Вздрогнул и Александр, словно услышал зловещее предостережение.
– Видишь ли, – снова живее заговорила государыня, – отчасти и не худо было бы для тебя, если узнают люди, каков на деле будет мой сын повелителем… Но не надо делать таких тяжёлых опытов… и опасных для многих. Вот почему я решилась на последнее. Не волнуйся, мой друг. Там на столе лежит пакет. Дай его сюда. Этот самый. Сейчас я очень слаба. Нельзя скрывать от тебя того, чего не знают пока и не должны знать другие: жить мне осталось очень мало. Только потому я и решаюсь подвергнуть тяжёлому испытанию твою кроткую душу… Возьми, прочитай один, что там найдёшь. Копии некоторых важных бумаг. Моё распоряжение посмертное. Подписано, как увидишь, сильнейшими моими друзьями и сотрудниками, особенно с военной стороны: Суворов, Румянцев согласились со мною… И тут же пояснение общее. Но прошу, приказываю тебе: ни с кем не делись тайной.
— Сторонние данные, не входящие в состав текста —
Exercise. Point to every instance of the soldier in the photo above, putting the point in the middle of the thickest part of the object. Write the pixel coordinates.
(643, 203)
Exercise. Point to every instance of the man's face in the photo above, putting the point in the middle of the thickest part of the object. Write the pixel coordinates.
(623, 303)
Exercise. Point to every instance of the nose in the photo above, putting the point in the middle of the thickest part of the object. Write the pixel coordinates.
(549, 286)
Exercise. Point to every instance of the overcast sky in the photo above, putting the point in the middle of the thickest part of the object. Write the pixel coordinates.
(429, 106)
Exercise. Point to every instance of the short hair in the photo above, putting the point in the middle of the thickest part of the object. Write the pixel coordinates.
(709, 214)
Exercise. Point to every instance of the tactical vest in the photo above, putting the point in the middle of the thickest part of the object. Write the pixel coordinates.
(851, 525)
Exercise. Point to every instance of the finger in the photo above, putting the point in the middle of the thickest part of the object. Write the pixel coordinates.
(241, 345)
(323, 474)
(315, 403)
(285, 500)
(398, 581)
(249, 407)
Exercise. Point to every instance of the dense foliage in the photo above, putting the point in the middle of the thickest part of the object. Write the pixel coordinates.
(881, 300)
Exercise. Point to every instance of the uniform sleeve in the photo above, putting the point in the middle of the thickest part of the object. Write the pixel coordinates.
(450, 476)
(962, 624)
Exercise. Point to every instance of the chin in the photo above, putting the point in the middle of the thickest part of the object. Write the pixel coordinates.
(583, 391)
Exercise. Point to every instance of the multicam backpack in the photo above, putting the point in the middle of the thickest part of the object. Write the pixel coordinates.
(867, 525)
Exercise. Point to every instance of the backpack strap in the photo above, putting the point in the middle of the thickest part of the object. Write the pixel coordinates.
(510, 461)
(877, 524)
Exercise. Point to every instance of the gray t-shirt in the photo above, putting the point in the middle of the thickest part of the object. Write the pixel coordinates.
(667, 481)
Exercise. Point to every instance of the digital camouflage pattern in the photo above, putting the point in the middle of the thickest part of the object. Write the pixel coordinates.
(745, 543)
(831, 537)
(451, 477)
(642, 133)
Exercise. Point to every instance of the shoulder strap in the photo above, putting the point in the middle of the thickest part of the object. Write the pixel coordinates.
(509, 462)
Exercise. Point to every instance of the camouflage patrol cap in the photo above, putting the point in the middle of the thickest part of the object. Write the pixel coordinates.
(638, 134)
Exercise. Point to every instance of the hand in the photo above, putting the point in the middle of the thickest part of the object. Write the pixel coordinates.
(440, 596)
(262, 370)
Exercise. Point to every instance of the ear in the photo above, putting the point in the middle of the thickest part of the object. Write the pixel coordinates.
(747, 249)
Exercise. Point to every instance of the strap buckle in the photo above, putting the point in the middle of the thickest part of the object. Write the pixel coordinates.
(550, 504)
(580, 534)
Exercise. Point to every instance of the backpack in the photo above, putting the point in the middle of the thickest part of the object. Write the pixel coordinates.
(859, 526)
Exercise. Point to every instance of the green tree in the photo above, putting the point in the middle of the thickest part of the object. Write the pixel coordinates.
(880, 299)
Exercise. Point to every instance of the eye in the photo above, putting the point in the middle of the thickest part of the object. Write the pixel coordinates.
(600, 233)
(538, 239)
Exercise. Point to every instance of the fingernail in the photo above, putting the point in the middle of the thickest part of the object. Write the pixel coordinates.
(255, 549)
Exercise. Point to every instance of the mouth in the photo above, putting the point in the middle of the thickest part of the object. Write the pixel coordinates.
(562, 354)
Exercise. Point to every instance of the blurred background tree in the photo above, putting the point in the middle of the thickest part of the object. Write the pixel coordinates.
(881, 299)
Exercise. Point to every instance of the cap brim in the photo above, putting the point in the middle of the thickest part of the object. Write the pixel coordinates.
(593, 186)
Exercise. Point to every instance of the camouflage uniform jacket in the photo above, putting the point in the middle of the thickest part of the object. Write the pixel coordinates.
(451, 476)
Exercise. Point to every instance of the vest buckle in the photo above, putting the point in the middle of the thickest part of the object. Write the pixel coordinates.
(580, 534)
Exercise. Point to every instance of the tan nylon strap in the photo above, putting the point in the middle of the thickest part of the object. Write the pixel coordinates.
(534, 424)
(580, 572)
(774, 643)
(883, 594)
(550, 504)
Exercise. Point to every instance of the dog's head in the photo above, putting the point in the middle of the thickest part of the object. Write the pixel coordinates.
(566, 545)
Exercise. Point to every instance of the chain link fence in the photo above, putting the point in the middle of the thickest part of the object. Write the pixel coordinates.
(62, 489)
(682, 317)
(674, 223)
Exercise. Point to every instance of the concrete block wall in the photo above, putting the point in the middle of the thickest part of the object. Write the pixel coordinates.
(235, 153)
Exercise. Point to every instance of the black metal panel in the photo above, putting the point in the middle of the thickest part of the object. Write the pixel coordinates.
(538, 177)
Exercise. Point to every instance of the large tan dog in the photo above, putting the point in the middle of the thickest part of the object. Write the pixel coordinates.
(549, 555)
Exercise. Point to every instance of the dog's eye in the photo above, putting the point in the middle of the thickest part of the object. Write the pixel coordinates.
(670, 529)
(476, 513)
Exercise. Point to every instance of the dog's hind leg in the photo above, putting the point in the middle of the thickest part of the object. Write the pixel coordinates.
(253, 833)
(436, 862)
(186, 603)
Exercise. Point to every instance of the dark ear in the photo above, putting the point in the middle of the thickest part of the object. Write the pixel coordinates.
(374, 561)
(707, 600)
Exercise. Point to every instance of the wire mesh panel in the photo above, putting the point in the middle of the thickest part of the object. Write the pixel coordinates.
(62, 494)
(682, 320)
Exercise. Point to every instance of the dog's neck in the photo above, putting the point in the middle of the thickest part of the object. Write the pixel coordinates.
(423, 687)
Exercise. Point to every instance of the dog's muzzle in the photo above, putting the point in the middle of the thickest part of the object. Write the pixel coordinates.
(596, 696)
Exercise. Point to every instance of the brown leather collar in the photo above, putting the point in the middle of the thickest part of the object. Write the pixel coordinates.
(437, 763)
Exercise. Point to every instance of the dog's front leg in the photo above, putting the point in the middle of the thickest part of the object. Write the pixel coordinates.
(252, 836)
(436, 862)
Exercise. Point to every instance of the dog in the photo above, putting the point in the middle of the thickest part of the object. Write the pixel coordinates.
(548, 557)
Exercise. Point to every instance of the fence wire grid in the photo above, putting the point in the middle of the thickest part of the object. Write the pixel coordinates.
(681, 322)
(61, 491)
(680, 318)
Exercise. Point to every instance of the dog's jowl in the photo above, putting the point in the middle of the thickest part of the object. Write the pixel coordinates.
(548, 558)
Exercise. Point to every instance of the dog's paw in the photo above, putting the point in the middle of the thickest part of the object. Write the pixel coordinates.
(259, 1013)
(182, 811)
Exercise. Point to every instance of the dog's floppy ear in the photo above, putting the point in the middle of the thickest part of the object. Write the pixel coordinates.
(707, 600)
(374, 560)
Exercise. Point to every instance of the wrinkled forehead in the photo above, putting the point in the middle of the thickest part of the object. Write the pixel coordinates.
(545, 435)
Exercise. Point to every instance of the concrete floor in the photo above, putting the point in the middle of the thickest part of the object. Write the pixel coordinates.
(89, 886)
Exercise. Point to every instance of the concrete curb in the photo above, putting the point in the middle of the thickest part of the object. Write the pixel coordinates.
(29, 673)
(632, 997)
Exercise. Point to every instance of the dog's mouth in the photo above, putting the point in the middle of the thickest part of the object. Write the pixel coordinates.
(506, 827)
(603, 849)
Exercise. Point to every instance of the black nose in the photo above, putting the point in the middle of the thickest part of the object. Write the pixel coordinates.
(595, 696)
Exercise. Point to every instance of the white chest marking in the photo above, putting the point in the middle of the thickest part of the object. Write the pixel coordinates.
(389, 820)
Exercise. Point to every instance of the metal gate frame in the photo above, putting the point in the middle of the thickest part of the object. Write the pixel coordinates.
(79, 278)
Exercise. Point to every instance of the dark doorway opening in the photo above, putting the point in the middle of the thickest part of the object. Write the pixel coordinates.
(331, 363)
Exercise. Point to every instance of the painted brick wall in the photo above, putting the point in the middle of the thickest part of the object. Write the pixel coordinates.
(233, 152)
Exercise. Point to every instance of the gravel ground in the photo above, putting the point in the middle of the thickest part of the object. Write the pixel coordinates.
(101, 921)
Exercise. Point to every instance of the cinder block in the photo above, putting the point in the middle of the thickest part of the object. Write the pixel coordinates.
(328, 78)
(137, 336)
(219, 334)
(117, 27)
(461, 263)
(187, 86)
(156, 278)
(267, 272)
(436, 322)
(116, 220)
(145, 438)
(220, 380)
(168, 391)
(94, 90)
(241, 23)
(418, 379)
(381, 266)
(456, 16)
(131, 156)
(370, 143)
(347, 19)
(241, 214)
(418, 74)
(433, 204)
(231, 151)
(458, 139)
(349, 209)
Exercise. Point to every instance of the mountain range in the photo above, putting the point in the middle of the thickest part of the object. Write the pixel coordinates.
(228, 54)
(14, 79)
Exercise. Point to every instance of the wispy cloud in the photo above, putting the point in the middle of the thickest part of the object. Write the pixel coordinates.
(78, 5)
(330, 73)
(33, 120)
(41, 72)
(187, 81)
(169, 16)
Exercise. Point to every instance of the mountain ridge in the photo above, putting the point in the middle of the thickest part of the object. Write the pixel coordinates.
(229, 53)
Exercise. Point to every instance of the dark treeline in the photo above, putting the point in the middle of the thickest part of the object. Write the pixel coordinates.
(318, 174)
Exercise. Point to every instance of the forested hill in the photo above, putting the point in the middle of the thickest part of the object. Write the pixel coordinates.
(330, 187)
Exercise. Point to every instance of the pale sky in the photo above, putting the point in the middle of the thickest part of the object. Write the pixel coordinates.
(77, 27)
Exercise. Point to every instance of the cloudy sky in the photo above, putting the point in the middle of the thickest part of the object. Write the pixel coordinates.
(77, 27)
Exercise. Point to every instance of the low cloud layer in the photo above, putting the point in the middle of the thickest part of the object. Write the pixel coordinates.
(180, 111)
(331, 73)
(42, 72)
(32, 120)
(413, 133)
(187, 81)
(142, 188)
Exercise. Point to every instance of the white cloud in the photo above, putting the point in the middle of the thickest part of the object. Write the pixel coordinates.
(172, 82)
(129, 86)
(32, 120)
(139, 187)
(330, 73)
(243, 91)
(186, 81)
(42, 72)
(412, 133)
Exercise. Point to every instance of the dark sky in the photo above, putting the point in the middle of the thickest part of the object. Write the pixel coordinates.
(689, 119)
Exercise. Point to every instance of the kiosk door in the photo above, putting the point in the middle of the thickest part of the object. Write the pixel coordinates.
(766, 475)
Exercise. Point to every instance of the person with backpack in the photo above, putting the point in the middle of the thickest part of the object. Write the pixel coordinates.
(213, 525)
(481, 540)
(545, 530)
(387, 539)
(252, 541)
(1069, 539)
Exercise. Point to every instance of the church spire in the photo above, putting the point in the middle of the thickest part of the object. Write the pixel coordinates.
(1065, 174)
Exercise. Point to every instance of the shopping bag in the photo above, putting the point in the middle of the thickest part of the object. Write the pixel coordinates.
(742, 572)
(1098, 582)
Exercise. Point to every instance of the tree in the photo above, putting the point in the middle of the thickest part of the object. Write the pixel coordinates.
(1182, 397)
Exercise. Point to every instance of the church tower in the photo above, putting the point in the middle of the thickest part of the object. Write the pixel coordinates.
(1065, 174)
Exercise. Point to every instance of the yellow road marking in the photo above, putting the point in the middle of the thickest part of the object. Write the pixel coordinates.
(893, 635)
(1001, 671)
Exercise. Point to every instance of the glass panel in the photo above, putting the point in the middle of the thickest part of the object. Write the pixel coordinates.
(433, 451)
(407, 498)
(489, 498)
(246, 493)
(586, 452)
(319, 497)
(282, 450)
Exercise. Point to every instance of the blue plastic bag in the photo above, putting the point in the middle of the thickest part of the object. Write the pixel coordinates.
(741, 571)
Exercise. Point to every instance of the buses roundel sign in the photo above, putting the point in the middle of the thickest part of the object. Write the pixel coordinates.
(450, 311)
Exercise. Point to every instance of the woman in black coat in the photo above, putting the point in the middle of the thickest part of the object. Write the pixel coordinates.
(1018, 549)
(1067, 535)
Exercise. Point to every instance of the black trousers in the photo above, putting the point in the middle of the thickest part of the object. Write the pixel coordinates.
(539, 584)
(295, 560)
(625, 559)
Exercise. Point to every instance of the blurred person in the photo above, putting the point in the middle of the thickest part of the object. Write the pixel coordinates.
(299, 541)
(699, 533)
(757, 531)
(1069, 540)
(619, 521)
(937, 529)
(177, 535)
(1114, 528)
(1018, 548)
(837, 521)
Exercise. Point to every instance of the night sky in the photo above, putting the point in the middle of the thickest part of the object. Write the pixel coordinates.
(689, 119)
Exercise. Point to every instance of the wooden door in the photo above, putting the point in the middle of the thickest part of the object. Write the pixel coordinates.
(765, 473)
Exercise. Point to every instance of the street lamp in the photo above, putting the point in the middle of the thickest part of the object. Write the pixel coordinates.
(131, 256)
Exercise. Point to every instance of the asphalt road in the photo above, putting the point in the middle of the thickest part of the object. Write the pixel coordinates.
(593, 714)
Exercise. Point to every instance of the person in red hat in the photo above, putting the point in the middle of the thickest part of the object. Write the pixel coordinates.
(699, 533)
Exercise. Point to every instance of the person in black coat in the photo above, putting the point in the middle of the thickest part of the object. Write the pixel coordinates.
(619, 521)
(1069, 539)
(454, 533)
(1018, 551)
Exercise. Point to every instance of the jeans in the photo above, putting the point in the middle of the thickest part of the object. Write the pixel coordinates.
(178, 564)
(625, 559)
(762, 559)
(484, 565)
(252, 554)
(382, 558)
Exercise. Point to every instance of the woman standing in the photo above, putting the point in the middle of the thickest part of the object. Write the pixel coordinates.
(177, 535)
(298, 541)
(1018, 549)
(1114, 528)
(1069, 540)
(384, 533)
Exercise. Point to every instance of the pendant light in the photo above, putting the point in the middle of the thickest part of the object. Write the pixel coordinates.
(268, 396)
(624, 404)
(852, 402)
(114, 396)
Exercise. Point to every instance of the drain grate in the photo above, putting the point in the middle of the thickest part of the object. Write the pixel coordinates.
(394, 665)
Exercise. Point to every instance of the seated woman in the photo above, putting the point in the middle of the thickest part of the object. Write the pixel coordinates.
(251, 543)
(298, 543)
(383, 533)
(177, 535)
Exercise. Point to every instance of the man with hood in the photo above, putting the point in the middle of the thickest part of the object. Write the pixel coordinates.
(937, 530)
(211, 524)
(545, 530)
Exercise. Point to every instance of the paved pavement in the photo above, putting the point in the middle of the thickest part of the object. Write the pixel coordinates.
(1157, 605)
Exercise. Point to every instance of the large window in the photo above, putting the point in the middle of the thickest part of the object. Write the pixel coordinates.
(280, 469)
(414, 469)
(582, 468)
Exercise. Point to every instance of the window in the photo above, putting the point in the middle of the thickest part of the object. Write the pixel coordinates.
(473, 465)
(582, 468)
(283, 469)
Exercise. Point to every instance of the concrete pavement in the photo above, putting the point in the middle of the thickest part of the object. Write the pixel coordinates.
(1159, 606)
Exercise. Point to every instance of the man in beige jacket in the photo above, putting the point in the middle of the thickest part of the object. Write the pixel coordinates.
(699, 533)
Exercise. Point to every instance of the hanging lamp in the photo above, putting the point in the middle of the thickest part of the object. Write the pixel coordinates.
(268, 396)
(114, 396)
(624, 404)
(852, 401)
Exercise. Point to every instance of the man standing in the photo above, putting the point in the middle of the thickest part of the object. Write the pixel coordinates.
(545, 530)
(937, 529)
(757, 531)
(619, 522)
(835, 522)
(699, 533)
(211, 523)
Особливо не говори отцу, чтобы не вышло для меня лишних забот, докук и неприятности. Видишь, я и так слишком слаба… Пожалей свою бабушку… Обещаешь?
– Ваше величество, приказывайте. Всю кровь пролью для исполнения вашей воли.
– Благодарю. Верю. Трудно мне сейчас говорить, но я должна ещё… Не будь вокруг отца таких дурных людей, таких грубых… Этот Кутайсов, Аракчеев-глупец, на обезьяну более похожий…
– Он очень плохой, низкий и жестокий человек, ваше величество. Его можно опасаться уже ради одного того, как умеет этот проныра направлять волю батюшки.
– Видишь, ты и сам понимаешь… Не отец твой, эти хамы, изверги, людей губители овладеют царством после меня, если бы… Но поглядим, что даст Господь… Прочти, обдумай, дай мне скорее ответ. Я решила, так и знай. Но всё же хочу слышать, что сам ты скажешь. И помни: взойдя на трон, надо забыть себя, если не хочешь, чтобы проклятия покрывали твоё имя и при жизни, и по смерти! Иди с Богом, моё дитя. Да будь бодрее. Пора стать мужем, не отроком, как ты был до сих пор!.. Дай я поцелую тебя… Господь с тобою!..
* * *
Долго не решался открыть пакета и прочесть бумаги Александр, придя к себе. А прочитав, ещё дольше сидел неподвижный, бледный, переживая мучения страха и жалости за себя, за своего отца.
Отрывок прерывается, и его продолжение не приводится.